Julia shook her head. “Because I’m not just happy. I’m unbelievably happy that you’re here.”

The darkness lifted, and his entire body felt light and full of hope. She wrapped her arms around his neck, threading her fingers in his hair, and tilting her chin up to him. He ached all over just being near to her. She licked her lips, kept her eyes on him, and he’d never seen a more beautiful woman, nor had he ever wanted to kiss someone as much as he wanted to this very second.

He ran the backs of his fingers softly against her cheek, watching as she leaned into him, her eyes floating closed for a brief second as she whispered, “You may kiss the maid-of-honor.”

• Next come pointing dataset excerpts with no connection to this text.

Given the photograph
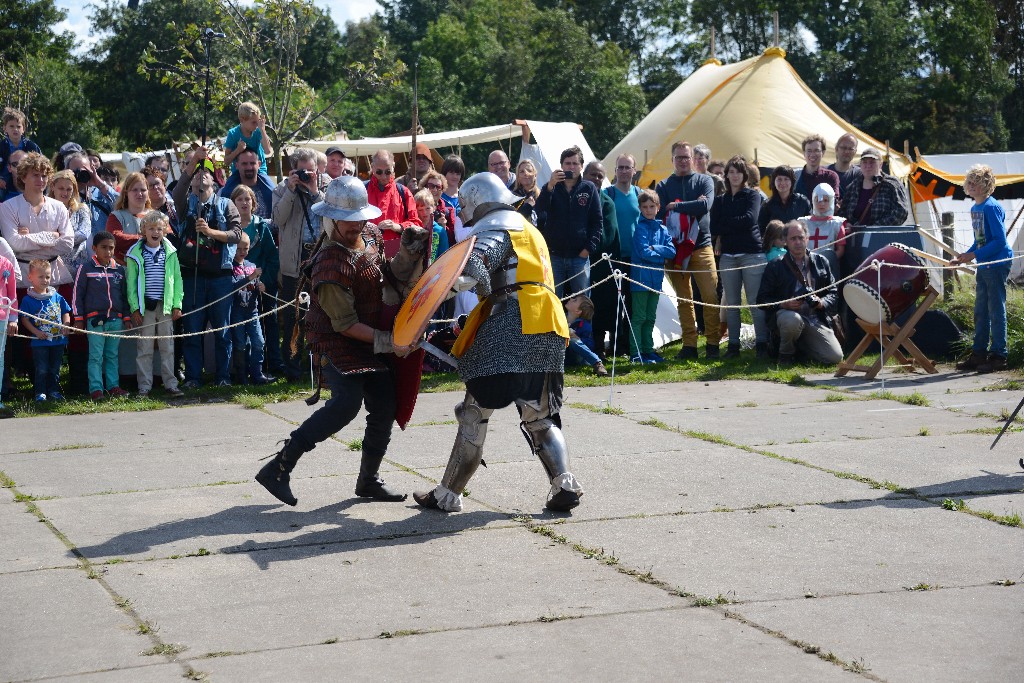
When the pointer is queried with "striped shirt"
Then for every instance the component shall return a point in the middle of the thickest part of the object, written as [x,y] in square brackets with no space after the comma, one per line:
[153,261]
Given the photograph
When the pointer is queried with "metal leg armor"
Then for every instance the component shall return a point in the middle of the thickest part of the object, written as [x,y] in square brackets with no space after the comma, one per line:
[466,454]
[544,433]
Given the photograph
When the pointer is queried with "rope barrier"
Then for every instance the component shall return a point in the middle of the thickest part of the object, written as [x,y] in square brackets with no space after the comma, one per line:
[616,274]
[303,298]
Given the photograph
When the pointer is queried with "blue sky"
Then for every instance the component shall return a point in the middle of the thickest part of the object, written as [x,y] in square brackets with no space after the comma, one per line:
[78,15]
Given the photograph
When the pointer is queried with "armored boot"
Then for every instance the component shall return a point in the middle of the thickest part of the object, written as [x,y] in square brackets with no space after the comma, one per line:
[465,459]
[370,484]
[239,361]
[276,473]
[546,439]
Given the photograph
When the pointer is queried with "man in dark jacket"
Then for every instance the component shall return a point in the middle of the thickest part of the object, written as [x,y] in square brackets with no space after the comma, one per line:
[690,195]
[573,224]
[801,318]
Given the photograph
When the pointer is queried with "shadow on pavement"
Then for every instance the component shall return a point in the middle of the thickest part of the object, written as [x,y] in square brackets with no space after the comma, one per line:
[345,531]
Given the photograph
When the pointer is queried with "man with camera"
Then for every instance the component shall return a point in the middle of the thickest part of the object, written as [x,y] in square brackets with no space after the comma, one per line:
[875,198]
[298,228]
[573,223]
[248,173]
[797,317]
[95,194]
[208,230]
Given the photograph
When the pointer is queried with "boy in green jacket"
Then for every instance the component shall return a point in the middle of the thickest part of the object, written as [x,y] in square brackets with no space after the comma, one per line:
[155,295]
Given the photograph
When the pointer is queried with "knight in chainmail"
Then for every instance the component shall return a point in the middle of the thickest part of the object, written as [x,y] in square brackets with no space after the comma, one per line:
[512,348]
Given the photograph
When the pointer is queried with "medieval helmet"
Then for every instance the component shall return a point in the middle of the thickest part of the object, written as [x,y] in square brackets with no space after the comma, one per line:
[345,199]
[480,194]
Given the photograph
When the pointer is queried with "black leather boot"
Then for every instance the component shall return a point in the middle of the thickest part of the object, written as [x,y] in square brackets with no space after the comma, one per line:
[276,473]
[371,485]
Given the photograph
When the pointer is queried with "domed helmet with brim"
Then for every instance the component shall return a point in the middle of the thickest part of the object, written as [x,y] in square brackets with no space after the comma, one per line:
[345,199]
[482,194]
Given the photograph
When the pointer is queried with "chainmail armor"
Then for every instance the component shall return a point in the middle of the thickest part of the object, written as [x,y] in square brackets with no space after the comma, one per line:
[500,345]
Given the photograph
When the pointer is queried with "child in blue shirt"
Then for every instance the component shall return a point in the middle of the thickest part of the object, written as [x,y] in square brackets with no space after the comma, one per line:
[991,252]
[100,305]
[774,240]
[47,316]
[12,140]
[245,309]
[425,207]
[249,134]
[651,246]
[579,313]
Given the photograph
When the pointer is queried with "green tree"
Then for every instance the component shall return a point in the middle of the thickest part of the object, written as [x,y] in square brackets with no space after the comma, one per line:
[138,111]
[60,111]
[260,60]
[27,29]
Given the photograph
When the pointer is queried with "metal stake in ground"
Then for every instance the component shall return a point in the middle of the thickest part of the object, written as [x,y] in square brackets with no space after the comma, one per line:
[1003,431]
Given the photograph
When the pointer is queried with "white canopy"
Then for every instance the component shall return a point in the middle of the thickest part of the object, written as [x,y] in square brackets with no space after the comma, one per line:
[399,144]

“Now that makes me unbelievably happy,” he said, gathering her in his arms, tugging her beautiful body close to his, and brushing his lips gently across hers. She gasped lightly when he made contact, that involuntary sound the most perfect reminder of why he’d listened to Chris and McKenna, snapped up a ticket, and flew across the country. Why he took the chance once again with Julia. He could pretend he was doing this for a client, simply responding properly to an invitation for a social occasion. He knew better than to lie to himself. He was doing this because he’d made the choice to trust her. The alternative—being without her—was too much to bear.

But he was also choosing to let go of the past. He wasn’t going to blame Julia for Sabrina’s problems, nor punish himself either by reassigning them to her. The month apart from her—all talk and no contact—had reset his head in some unexpected way, reassuring him that he could try again.